Going back to the Sampras serve, it never ceases to amaze me how natural and good his serve was. At contact point, the ball is 4 / 5 feet inside the court, he hits it at maximum height/extension, and the height of the ball toss was no more than 18 / 20 inches above the contact point. Add (what looks like) very simple mechanics and great fluidity, and it all makes up for a great serve on which little can go wrong.

well.... i think Sampras and Federer changed service placement based on where they hit the ball, not how much rotation they had prior to serve strike the thing all Sampras' opponents (and a lot of Feds) remarked was how they could never 'read' his serve because motion was always the same, he moved the ball around by hitting more on outside of ball to hit out wide on deuce court, inside ball to go down the middle on deuce court, and opposite for ad serves. I think key to placement and moving ball around is where you strike it.

TonyB
02-24-2009, 01:28 PM
People keep asking this guy about the software, yet he hasn't responded to this thread in more than a week.

Funny.

naylor
02-25-2009, 03:22 PM
well.... i think Sampras and Federer changed service placement based on where they hit the ball, not how much rotation they had prior to serve strike the thing all Sampras' opponents (and a lot of Feds) remarked was how they could never 'read' his serve because motion was always the same, he moved the ball around by hitting more on outside of ball to hit out wide on deuce court, inside ball to go down the middle on deuce court, and opposite for ad serves. I think key to placement and moving ball around is where you strike it.

The key to their serve is that they toss the ball further into the court for different serves, ie on a plane at 90 degrees to the baseline, so from the receiver's side it looks the same as it's difficult to pick the depth of the toss inside the court, and the only read you get is from how much they have launched themselves at the ball - by which time the serve is already thundering over the net.
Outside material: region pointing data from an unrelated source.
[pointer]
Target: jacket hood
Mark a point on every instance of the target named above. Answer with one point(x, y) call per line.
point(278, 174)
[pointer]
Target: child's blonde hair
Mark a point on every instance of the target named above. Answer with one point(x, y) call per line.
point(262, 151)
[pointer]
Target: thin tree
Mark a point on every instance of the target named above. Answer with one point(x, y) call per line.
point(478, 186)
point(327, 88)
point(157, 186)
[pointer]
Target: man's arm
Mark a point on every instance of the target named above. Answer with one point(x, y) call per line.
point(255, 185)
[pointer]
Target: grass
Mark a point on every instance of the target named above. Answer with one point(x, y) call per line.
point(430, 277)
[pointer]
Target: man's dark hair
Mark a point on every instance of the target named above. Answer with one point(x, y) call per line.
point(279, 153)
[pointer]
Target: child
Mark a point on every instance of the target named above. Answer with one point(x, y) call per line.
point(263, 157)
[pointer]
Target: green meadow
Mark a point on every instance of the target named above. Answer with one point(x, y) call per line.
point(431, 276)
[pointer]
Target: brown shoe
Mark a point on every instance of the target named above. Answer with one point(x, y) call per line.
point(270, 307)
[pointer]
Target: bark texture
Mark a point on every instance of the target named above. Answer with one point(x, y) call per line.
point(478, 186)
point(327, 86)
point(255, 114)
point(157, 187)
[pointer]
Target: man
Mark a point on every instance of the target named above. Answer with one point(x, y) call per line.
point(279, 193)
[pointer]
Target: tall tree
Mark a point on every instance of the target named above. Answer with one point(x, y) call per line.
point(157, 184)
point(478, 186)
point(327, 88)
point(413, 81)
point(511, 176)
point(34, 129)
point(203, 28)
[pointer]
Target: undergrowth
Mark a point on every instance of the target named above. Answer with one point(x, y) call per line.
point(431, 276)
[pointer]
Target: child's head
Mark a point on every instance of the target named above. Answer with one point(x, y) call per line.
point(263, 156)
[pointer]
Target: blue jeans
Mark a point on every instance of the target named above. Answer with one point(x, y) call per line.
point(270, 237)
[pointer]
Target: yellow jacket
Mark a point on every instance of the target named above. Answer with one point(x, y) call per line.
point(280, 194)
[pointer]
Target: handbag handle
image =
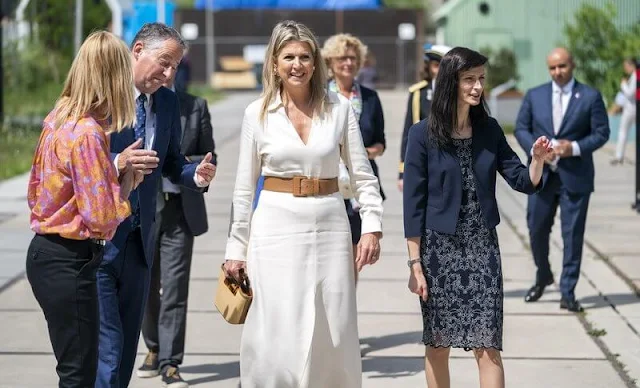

At our level most of us toss on the same plane as the baseline, so a ball to the right is easily read as a slider and a ball to the left over the shoulder means a kicker is coming. If you turn that plane 90 degrees then the further forward you throw it the more your shoulders have opened around and the rackethead itself has come around, so the more slice you put on the ball; less forward, more neutral, is the flatter serve; least forward, the kicker. But then again, if I throw the ball further in for a slider but I do a Sampras-type serve jumping into the court, depending of where my body gets to in relation to the ball I can "cancel the slider" and instead hit a flat one, or actually exaggerate the slider to go for half-way up the service box and away in the trams.

ninobrn99
06-01-2009, 05:58 PM
in case anyone still cares, there are a multitude of different softwares out there that help analyze your swings. I've seen it used quite a bit from bowling coaches. here's are a couple:
http://www.motionprosoftware.com/
http://www.bowlingcoachsystems.com/

webbeing
06-02-2009, 08:26 AM
From Ganster33

"...You will open your shoulders too early while Federer doesn't open up his shoulders until he strikes the ball, which will give him POWERRRRRRRRRRR..."


What does "open shoulders" mean? Thanks!